For the MWM group, post-hoc analysis (Holm–Sidak) revealed statistically significant differences for both pain and stiffness perception (respectively: p < 0.001, Cohen (d) 0.74 [0.06 to 1.41] and p = 0.003, Cohen (d) = 0.003, Cohen (d) = 0.66 [0.23 to 1.07]). Moreover, cumulative change scores for the YBT in the MWM group revealed a significant improvement from Session 1 to Session 3 (p = 0.001, Cohen (d) 0.62 [0.17 to 0.99]). In the Sham group, only the VAS for pain demonstrated a statistically significant improvement (p = 0.008, Cohen (d) = 0.49 [0.12 to 0.94]) from Session 1 to Session 3.
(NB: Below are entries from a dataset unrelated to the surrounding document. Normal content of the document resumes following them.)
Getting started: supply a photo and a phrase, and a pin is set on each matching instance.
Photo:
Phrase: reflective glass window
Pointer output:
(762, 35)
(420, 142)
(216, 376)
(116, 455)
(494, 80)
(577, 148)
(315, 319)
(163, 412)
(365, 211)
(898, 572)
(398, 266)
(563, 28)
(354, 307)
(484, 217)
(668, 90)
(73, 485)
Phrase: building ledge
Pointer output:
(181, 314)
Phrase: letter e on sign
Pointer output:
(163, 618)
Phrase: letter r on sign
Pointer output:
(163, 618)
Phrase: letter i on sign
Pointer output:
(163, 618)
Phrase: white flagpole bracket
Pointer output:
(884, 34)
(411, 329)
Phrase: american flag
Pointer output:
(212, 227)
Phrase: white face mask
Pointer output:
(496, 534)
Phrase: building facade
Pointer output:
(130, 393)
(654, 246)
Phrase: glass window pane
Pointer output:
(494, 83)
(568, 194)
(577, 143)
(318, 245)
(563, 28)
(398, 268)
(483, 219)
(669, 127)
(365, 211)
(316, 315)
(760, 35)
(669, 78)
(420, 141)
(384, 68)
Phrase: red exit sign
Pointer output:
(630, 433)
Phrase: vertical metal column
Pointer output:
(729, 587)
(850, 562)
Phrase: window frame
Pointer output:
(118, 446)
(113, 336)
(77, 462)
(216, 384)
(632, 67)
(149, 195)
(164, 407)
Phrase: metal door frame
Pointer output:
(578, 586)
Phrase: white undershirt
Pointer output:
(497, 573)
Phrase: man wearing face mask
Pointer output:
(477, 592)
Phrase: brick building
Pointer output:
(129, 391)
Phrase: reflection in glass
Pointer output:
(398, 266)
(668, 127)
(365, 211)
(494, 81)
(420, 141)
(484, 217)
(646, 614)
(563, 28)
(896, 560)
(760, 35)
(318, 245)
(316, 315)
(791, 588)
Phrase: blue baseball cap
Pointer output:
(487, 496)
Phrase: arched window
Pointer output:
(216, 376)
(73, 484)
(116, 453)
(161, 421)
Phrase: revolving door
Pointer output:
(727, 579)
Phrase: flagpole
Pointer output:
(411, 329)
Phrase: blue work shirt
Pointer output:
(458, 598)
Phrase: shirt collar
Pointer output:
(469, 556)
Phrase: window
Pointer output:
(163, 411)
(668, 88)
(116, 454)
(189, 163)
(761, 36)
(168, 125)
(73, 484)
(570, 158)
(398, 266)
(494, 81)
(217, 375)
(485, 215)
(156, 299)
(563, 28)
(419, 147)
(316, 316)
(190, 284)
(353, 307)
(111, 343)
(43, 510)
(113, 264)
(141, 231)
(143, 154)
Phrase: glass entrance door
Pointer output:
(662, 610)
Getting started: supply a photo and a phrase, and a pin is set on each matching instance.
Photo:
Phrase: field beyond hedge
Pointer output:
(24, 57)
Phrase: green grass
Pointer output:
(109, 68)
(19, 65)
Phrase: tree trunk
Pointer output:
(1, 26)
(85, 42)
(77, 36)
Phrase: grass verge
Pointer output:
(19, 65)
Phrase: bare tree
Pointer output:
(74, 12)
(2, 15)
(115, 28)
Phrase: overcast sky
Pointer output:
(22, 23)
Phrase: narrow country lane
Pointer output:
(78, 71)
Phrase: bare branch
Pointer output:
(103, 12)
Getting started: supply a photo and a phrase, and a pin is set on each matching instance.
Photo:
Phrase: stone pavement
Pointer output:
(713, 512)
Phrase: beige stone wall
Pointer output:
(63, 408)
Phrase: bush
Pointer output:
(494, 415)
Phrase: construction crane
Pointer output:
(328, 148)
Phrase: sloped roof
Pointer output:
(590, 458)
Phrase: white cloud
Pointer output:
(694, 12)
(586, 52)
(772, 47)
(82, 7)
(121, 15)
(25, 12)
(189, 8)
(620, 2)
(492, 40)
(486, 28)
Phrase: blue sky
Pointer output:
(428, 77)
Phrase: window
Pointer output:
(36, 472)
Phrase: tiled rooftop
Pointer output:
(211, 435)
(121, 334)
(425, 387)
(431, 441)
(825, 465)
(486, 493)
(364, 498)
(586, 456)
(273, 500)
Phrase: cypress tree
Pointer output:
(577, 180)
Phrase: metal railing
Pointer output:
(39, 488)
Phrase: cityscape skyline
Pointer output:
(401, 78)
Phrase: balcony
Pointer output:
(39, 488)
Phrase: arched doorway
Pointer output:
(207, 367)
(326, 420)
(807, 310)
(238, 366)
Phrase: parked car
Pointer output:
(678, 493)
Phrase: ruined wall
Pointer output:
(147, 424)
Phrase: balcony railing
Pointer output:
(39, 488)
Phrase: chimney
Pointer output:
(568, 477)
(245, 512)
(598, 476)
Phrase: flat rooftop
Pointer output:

A two-way (group x session) ANOVA post-hoc analysis (Holm–Sidak) demonstrated no significant improvement in BESS in either group nor session or interaction factor (Table 4). However, FAAM 1 and 2 demonstrated a session factor (respectively: p = 0.017 and p = 0.043) between T6 and T1, without neither group nor interaction factor (Table 4). Kruskal–Wallis analysis of variance on ranks showed no difference for FSD between T6 and T1 for either the MWM or Sham group (p = 0.118).

Table 4.

Results of two-way ANOVA and Kruskal–Wallis analysis of rank for BESS, FAAM, and FSD

	MWM		Sham
	1rst session (T1)	3rd session (T6)	1rst session (T1)	3rd session (T6)
Two-way ANOVA					Within group (MWM) p-value (Holm-Sidak) from session 1 (T1) to Session 3 (T6)	Within group (Sham) p-value (Holm-Sidak) from session 1 (T1) to Session 3 (T6)
BESS	11.8 (6.1)	8.4 (3.5)	11.1 (5.2)	13.5 (20.1)	0.116	0.243
FAAM [1]	85.6 (12.32)	89.7 (9.6)	87.7 (9.46)	92.9 (6.36)	0.093	0.085
FAAM [2]	62.1 (25.2)	71.9 (18.7)	72.2 (18.7)	80.3 (15.9)	0.112	0.198
Kruskal-Wallis					P-value
FSD	3 [2–3]	3 [2.5–3]	3 [2–3]	3 [3–3]	0.188
BESS: Balance Error Score System, FAAM: Foot and Ankle Ability Measurement, 1: for everyday life activities, 2: sports activity, FSD: Frontal Step Down. BESS and FAAM data were presented as MEAN (SD) while FSD data werepresented as MEDIAN [1rst-3rd quartile]; 1: poor, 2: medium, 3: good.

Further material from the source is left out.